電車の中でちょっと嬉しいことがありました。
毎朝利用するJR御茶ノ水駅の構造は最低で、駅の改札の一つが電車の進行方向の一番前にあります。電車の中では、その改札を利用する人で急ぐ人は電車の最前ドアから降りたくて、一番前のドア周辺は常に混んでいます。
ドアが開く少し前はドアの前はお団子状になるのが常。みな、我先に、という感じなのです。で、時々、先に自分が出ていいのか、その人が先に出るのか、みたいな同時になってしまい、お互いにもじもじってことないですか ?
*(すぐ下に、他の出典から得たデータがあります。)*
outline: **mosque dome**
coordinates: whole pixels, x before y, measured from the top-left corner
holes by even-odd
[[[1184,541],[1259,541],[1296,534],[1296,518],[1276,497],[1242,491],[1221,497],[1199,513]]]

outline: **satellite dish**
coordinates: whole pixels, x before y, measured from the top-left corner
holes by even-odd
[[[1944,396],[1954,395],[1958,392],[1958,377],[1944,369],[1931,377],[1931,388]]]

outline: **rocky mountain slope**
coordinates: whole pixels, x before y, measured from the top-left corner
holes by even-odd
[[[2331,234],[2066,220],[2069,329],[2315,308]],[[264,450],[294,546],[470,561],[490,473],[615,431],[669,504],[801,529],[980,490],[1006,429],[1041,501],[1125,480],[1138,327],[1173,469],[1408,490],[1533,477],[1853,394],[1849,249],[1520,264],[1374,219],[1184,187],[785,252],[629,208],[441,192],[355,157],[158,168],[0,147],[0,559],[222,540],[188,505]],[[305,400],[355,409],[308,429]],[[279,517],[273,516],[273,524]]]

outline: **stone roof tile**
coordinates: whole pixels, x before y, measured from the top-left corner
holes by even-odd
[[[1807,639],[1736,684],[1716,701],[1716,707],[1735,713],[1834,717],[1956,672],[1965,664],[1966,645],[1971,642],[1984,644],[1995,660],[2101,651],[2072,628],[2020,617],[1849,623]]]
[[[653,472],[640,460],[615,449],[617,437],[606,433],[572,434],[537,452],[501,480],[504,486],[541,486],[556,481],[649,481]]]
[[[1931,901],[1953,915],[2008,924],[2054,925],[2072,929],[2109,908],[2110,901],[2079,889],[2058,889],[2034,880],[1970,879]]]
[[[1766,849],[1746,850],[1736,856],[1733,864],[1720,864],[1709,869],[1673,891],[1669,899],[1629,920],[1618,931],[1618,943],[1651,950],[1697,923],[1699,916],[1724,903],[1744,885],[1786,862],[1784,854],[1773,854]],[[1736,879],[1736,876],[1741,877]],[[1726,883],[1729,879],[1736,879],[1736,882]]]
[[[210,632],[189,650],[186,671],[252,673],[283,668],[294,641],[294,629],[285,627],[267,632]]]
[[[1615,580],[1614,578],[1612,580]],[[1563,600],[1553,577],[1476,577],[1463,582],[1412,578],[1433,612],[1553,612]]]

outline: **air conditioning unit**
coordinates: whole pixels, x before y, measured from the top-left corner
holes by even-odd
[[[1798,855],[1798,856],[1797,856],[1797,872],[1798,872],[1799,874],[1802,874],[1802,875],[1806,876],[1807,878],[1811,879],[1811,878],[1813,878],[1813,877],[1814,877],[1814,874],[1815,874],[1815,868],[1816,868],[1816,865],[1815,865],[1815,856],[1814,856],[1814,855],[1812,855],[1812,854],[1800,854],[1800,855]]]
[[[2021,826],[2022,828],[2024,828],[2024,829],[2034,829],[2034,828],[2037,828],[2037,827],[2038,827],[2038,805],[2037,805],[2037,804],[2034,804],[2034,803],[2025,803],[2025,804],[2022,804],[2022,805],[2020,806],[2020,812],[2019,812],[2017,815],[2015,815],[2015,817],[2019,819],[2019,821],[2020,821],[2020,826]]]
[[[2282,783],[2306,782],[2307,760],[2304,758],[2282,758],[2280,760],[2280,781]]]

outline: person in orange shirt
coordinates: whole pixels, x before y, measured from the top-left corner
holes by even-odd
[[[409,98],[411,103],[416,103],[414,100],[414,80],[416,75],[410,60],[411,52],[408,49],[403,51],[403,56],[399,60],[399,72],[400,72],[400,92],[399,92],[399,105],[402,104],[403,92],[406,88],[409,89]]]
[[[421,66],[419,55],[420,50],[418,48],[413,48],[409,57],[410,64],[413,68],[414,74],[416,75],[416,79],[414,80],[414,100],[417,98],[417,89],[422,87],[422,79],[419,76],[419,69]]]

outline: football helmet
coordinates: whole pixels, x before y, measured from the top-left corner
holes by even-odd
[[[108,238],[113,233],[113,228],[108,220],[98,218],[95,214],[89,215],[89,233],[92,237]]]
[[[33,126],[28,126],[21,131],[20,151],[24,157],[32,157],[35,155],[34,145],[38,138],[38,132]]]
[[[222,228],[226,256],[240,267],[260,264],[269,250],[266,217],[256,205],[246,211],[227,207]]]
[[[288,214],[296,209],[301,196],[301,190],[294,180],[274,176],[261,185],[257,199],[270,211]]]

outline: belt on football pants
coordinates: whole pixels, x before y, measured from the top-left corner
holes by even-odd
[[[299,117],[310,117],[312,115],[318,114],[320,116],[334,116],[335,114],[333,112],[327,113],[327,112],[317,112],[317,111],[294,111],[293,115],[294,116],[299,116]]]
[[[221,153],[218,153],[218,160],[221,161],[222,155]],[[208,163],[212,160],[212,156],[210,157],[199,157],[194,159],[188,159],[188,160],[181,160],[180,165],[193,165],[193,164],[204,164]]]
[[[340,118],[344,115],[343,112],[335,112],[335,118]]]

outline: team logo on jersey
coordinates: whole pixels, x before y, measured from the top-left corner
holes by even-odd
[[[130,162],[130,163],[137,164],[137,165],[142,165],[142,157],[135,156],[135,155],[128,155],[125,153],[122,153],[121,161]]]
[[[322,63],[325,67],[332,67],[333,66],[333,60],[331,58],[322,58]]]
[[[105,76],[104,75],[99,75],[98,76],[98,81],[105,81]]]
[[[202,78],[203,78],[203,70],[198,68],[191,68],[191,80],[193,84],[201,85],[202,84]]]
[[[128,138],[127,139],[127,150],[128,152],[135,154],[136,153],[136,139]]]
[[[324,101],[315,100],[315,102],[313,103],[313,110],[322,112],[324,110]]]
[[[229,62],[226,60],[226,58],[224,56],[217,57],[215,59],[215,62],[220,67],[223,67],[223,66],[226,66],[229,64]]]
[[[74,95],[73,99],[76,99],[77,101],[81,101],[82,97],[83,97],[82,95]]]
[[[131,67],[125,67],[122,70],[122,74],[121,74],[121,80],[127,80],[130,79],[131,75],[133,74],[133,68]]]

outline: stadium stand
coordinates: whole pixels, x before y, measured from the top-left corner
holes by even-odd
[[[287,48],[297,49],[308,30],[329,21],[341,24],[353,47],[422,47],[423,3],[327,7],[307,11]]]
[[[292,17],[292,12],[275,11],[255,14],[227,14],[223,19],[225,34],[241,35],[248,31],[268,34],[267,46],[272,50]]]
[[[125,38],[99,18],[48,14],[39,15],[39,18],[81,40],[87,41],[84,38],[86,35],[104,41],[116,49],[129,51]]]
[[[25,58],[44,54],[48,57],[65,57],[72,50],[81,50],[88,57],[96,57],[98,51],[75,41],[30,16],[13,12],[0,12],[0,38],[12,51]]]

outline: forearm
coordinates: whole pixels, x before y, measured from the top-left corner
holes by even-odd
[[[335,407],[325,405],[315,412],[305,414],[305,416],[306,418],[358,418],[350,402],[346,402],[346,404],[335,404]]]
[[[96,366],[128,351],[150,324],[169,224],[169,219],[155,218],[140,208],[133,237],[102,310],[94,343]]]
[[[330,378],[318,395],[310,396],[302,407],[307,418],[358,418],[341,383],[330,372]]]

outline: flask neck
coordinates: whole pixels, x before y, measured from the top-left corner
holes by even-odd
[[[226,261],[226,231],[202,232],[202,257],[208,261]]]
今朝もそうだったのですが、その人はサッと黒い手の平を上に向けて「お先にどうぞ」のポーズ。私は「おっ」と一瞬驚いたものの「ありがとうございます」の目礼。でも相手には伝わったと思います。ほんの一瞬の出来事でしたが、心が温かくなりました。
私は、その電車に3年近く乗っているのですが、そんなスマートに先をゆずられたことは今回初めてです。品のいい黒人の30才前後のスーツ姿の男性でした。
それが彼の育ってきた文化では当たり前のことだから、と言ってしまえばそれだけかもしれません。でも、最近の日本人、とくにスーツを着ている男性陣には先をゆずるとか、人の通る邪魔をしないとか、ちょっとした人として当たり前のことが欠けている人が多いように思います。
社内で、「妊婦です」と判るようにとのマークをバッグに付けた女性が立っていても、席を譲るスーツ姿の男性は見たことがありません。たいてい女性か、男性だったら学生風の若い人か逆にその女性の父親くらいの年代の方かのどちらかです。
働き盛りと言われる年代の男性は、親切が足りないようです。こんなご時世ですから、仕事が大変なのかもしれません。家庭が上手くいっていないのかもしれません。でも、人間として、ほんの少しの親切をするくらいの精神的余裕が欲しい。子供ではない世代なのですから。むしろ手本を示すことで、若い世代を指導する年代なのですもの。
私は日本にも相手を思いやる素敵な習慣が、以前はあったと思っています。今だって、その習慣がある方は確実に存在しているはずです。でも、どうも昨今は自分のことしか考えていない人が増えていて、自分だけよければいいようなのです。
他者のことが考えられるというのは、やはり精神的に余裕があるということ、精神的に大人だということです。漠然と年をとるのではなく、精神的にも成長した大人になりたいですね。